Mr. Blount did not see any clear indication, and would have been quite unable to declare which animal was foremost. But he accepted in all confidence Little-River-Jack’s assurance. The track, without gaining much breadth or similarity to any civilised high road, was yet superior in all respects to the chamois path they had left behind, and when his companion exclaimed, “There’s the yard, and our nags in it, as safe as houses,” he was relieved and grateful. The loss of a horse with a new saddle and bridle, besides his whole stock of travelling apparel, spare shoes, and other indispensable matters, would have been serious, not to say irreparable.

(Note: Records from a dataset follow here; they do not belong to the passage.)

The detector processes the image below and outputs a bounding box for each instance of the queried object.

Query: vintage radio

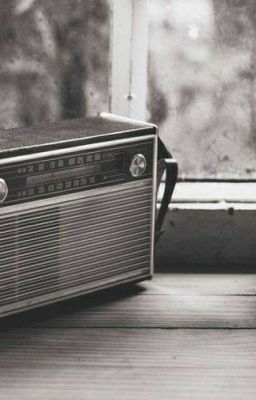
[0,114,177,316]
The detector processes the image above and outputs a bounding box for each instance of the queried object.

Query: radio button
[0,178,8,203]
[130,154,147,178]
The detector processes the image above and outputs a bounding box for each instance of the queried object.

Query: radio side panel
[0,135,157,316]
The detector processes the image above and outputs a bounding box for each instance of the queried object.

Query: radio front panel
[0,139,153,205]
[0,135,157,316]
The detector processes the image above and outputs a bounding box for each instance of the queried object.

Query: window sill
[156,182,256,272]
[158,182,256,203]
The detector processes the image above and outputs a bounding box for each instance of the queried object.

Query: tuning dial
[130,154,147,178]
[0,178,8,203]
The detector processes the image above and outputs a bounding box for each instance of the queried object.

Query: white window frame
[110,0,256,267]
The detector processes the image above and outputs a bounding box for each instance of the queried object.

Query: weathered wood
[145,273,256,296]
[0,329,256,400]
[0,274,256,328]
[0,274,256,400]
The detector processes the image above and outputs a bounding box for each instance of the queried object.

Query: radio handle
[155,138,178,243]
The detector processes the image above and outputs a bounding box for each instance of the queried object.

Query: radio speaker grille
[0,179,152,314]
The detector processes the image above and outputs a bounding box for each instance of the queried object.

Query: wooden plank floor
[0,274,256,400]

However there were the two horses with their accoutrements complete, in the trap yard aforesaid. The yard was fully eight feet high, and though the saplings of which it was composed were rudely put together, they were solid and unyielding. The heavy gate of the same material showed a rude carpentry in the head and tail pieces, the former of which was “let into the cap” or horizontal spar placed across the gate posts, and also morticed into a round upright below, sunk into the ground and projecting securely above it.

“They must have come in and shut the gate after them,” remarked Blount; “how in the world did they manage that?”

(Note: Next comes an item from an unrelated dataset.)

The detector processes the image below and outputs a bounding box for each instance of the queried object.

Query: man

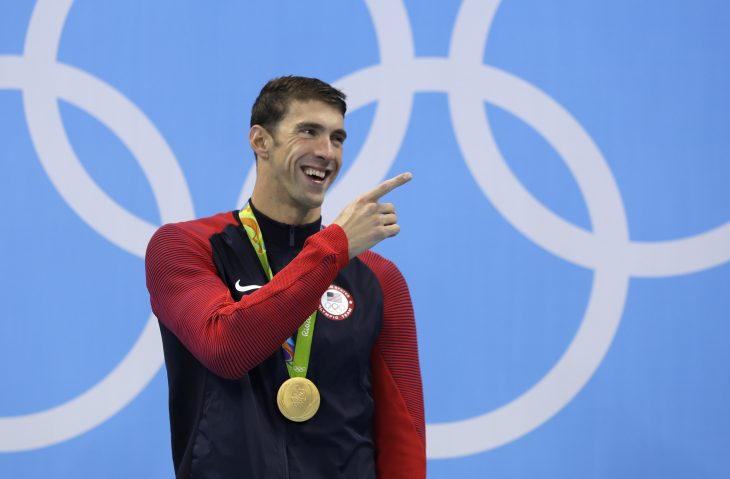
[146,77,425,479]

“Well, you see, this gate’s made pretty well on the balance to swing back to the post, where there’s a sort of groove for it. It’s always left half, or a quarter open. A prop’s put loose agen it, which any stock coming in from that side’s middlin’ sure to rub, and the gate swings to. See? It may graze ’em, as they’re going in, but they’re likely to jump forward, into the yard. The gate swings back to the post, and they’re nabbed. They can’t very well open it towards themselves, they haven’t savey for that. So they have to wait till some one comes.”

This explanation was given as they were riding along a decently plain road to Bunjil township, the first appearance of which one traveller descried with much contentment.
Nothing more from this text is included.